Damage control with abdominal vacuum therapy (VAC) to manage perforated diverticulitis with advanced generalized peritonitis--a proof of concept.

机构信息

Center of Operative Medicine, Department of Visceral, Transplant and Thoracic Surgery, Medical University Innsbruck, Anichstrasse 35, 6020 Innsbruck, Austria.

出版信息

Int J Colorectal Dis. 2010 Jun;25(6):767-74. doi: 10.1007/s00384-010-0887-8. Epub 2010 Feb 11.

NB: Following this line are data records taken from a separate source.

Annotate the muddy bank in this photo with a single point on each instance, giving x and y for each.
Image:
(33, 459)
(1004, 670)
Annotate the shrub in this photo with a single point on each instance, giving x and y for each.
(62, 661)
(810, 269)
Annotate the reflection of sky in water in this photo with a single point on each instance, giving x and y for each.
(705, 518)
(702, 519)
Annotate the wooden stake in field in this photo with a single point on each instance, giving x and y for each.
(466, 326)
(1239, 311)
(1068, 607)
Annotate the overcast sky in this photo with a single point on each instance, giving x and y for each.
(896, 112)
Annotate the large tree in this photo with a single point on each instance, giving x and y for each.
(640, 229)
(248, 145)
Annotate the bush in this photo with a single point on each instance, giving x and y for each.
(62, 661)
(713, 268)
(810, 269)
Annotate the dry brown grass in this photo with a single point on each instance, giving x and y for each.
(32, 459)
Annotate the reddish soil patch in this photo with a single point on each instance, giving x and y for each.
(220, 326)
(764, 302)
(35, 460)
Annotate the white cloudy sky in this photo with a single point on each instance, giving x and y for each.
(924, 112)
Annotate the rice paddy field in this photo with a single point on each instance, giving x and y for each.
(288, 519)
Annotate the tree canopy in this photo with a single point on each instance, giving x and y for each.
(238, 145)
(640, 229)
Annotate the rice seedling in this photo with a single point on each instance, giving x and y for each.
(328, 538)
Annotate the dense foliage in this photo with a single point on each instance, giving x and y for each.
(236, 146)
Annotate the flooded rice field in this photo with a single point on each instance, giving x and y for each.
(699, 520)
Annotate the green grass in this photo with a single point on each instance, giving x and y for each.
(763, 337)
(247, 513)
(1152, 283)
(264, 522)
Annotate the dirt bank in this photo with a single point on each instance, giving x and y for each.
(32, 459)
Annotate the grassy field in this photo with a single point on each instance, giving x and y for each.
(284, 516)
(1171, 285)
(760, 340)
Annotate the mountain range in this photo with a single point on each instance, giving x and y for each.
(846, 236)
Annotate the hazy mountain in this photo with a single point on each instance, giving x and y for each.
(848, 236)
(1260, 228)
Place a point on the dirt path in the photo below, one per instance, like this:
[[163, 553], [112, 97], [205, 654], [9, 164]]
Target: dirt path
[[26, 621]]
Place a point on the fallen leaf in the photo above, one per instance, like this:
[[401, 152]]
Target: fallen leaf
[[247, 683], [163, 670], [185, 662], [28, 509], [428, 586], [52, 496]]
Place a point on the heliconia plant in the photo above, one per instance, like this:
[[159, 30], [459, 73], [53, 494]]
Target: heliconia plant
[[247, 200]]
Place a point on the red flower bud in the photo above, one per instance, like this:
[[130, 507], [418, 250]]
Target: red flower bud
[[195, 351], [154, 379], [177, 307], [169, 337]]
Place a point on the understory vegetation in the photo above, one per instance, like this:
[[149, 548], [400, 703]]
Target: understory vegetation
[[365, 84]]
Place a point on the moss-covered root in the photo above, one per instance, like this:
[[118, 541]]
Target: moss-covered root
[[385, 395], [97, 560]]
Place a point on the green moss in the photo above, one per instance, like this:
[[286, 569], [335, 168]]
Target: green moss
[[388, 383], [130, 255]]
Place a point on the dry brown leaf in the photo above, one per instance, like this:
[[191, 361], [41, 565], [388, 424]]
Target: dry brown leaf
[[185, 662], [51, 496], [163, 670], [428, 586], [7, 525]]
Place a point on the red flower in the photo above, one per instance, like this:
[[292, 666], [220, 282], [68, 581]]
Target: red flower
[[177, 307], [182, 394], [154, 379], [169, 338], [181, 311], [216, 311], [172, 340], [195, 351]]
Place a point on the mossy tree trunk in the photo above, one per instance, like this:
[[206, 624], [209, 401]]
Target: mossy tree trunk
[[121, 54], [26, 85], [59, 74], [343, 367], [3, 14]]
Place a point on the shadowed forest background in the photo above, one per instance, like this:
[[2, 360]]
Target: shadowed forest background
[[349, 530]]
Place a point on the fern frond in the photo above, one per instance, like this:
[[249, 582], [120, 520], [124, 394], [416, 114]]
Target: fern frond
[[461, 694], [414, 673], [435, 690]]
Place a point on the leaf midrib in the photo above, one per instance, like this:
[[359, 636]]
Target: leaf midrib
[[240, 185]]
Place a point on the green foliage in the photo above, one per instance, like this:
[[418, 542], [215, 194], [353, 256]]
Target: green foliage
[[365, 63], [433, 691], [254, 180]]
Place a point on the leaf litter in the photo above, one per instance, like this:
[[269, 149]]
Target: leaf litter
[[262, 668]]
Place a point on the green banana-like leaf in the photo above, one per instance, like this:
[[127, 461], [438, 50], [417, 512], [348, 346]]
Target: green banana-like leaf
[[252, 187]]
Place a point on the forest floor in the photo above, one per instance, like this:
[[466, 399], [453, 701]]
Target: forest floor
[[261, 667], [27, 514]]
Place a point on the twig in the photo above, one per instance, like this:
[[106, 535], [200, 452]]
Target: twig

DOI:10.1007/s00384-010-0887-8
PMID:20148255
Abstract

PURPOSE

Perforated diverticulitis with advanced generalized peritonitis is a life-threatening condition requiring emergency operation. To reduce the rate of colostomy formation, a new treatment algorithm with damage control operation, lavage, limited closure of perforation, abdominal vacuum-assisted closure (VAC; V.A.C.), and second look to restore intestinal continuity was developed.

METHODS

This algorithm allowed for three surgical procedures: primary anastomosis +/- VAC in stable patients (group I), but damage control with lavage, limited resection of the diseased colonic segment, VAC and second-look operation with delayed anastomosis in patients with advanced peritonitis or septic shock (group II), and Hartmann procedure was done for social reasons in stable patients (group III) RESULTS: All 27 consecutive patients (16 women; median age 68 years) requiring emergency laparotomy for perforated diverticulitis (Hinchey III/IV) between October 2006 and September 2008 were prospectively enrolled in the study. No major complications were observed in group I (n = 6). Nine patients in group II (n = 15) had intestinal continuity restored during a second-look operation, of whom one patient developed anastomotic leakage. The median length of stay at intensive care unit was 5 days. Considering an overall mortality rate of 26% (n = 7), the rate of anastomosis in surviving patients was 70%.

CONCLUSIONS

Damage control with lavage, limited bowel resection, VAC, and scheduled second-look operation represents a feasible strategy in patients with perforated diverticulitis (Hinchey III and IV) to enhance sepsis control and improve rate of anastomosis.

摘要

目的

合并弥漫性腹膜炎的穿孔性憩室炎是一种危及生命的病症,需要紧急手术。为了降低结肠造口术的形成率,我们开发了一种新的治疗算法,包括损伤控制性手术、冲洗、穿孔的有限闭合、腹部负压辅助闭合(VAC;V.A.C.)以及恢复肠连续性的二次探查。

方法

该算法允许进行三种手术:稳定患者行一期吻合术 +/- VAC(I 组),但对于腹膜炎或感染性休克进展的患者,采用损伤控制性冲洗、病变结肠段有限切除、VAC 和延期吻合的二次探查手术(II 组),以及出于社会原因行 Hartmann 手术(III 组)。

结果

2006 年 10 月至 2008 年 9 月,我们前瞻性地纳入了 27 例因穿孔性憩室炎(Hinchey III/IV)而需要紧急剖腹手术的连续患者(16 例女性;中位年龄 68 岁)。I 组(n=6)中无重大并发症。II 组(n=15)中有 9 例患者在二次探查手术中恢复了肠连续性,其中 1 例发生吻合口漏。在重症监护病房的中位住院时间为 5 天。考虑到总体死亡率为 26%(n=7),存活患者的吻合率为 70%。

结论

对于穿孔性憩室炎(Hinchey III 和 IV)患者,采用冲洗、有限肠切除、VAC 和计划性二次探查手术的损伤控制性手术策略,能够增强对脓毒症的控制,提高吻合术的成功率。